Now we're going to add four more words, to give you some more verbs to use in your MAXScript sentences. You know what move, rotate, and scale mean already; we just need to cover syntax for those, and I'll bet you have your suspicions about coordsys.

For move commands, you provide XYZ coordinates in square brackets, separated by commas (MXS calls this kind of value a point3):

move $Box01 [10,0,0]

moves the box 10 units in the positive X direction. Note that this is a relative move. For an absolute move, you set an object's position property instead:

$Box01.position = [10,0,0]

moves the box to 10,0,0 in world coordinate space.

Rotation values are a little more complicated, and they require us to sneak an extra word into your vocabulary. To avoid the extremely ugly math of true 3D rotations, MXS lets you input rotation as a eulerAngles value: an X rotation plus a Y rotation plus a Z rotation.

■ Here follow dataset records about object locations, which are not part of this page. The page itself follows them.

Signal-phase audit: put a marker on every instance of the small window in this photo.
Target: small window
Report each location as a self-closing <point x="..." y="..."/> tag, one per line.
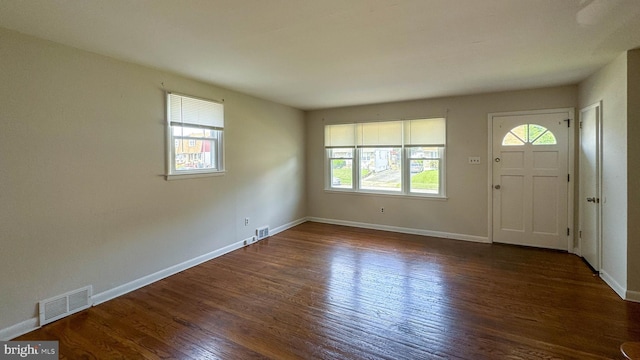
<point x="529" y="134"/>
<point x="195" y="135"/>
<point x="341" y="165"/>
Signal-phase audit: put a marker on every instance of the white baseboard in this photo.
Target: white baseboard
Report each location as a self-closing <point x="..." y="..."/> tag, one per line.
<point x="613" y="284"/>
<point x="633" y="296"/>
<point x="403" y="230"/>
<point x="149" y="279"/>
<point x="159" y="275"/>
<point x="19" y="329"/>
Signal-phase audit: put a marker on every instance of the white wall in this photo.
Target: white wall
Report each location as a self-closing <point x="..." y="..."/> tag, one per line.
<point x="464" y="213"/>
<point x="610" y="85"/>
<point x="82" y="154"/>
<point x="633" y="169"/>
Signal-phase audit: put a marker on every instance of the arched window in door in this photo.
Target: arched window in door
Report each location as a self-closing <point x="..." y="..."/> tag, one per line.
<point x="529" y="133"/>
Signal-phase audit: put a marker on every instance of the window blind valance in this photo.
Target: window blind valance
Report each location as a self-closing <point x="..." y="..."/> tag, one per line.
<point x="419" y="132"/>
<point x="425" y="132"/>
<point x="185" y="110"/>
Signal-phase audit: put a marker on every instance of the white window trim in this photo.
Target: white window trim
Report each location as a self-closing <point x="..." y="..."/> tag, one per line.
<point x="171" y="173"/>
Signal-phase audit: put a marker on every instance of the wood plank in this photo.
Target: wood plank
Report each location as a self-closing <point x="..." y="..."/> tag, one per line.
<point x="334" y="292"/>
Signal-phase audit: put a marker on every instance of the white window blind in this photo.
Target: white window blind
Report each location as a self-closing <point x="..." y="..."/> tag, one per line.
<point x="185" y="110"/>
<point x="343" y="135"/>
<point x="419" y="132"/>
<point x="388" y="133"/>
<point x="425" y="132"/>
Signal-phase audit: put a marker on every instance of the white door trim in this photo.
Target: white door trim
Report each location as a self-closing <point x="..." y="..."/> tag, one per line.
<point x="571" y="223"/>
<point x="598" y="106"/>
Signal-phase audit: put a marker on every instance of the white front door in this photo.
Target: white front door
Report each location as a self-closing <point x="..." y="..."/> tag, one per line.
<point x="589" y="193"/>
<point x="530" y="178"/>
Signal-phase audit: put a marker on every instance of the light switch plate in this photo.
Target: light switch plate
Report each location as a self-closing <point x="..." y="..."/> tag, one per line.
<point x="474" y="160"/>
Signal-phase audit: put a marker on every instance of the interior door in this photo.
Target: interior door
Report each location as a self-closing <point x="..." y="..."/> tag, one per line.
<point x="589" y="188"/>
<point x="530" y="179"/>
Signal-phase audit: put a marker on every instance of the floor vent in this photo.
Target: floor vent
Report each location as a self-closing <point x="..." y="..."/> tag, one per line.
<point x="262" y="232"/>
<point x="63" y="305"/>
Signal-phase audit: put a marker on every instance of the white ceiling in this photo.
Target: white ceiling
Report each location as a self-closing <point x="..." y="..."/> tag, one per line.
<point x="314" y="54"/>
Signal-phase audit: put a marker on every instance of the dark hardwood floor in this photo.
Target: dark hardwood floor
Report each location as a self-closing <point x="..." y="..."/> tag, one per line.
<point x="321" y="291"/>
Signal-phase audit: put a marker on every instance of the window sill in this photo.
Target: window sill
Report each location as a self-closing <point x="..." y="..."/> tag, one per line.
<point x="172" y="177"/>
<point x="396" y="196"/>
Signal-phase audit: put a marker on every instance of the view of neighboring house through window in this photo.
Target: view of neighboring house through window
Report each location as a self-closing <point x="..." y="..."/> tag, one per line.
<point x="395" y="157"/>
<point x="196" y="128"/>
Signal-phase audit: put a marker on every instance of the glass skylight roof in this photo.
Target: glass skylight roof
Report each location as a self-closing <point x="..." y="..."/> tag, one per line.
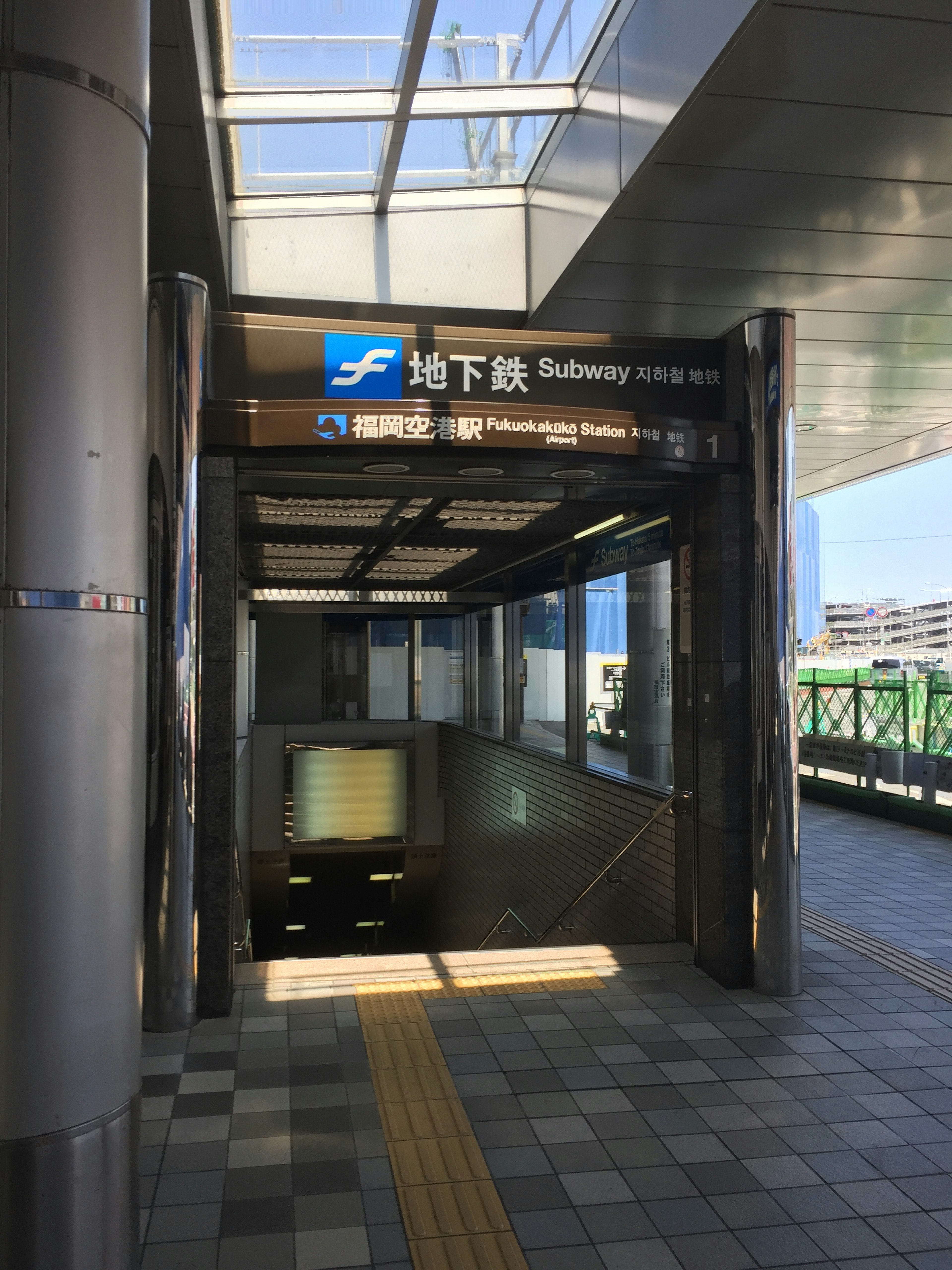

Like the similarly named Euler XYZ rotation controller, this method has problems with arbitrary rotation axes and with gimbal lock (the condition in which, after a lot of Euler rotation, the XYZ axes are no longer mathematically perpendicular and not all rotations are possible), but the gain in usability is well worth it.

rotate $Box01 (eulerAngles 90 90 0)

rotates the object 90 degrees in X and 90 degrees in Y.

scale transforms take a point3 number, just as move does, but considers 100% scaling to be equivalent to the number 1, so a 50% uniform scale would look like this:

scale $Box01 [.5,.5,.5]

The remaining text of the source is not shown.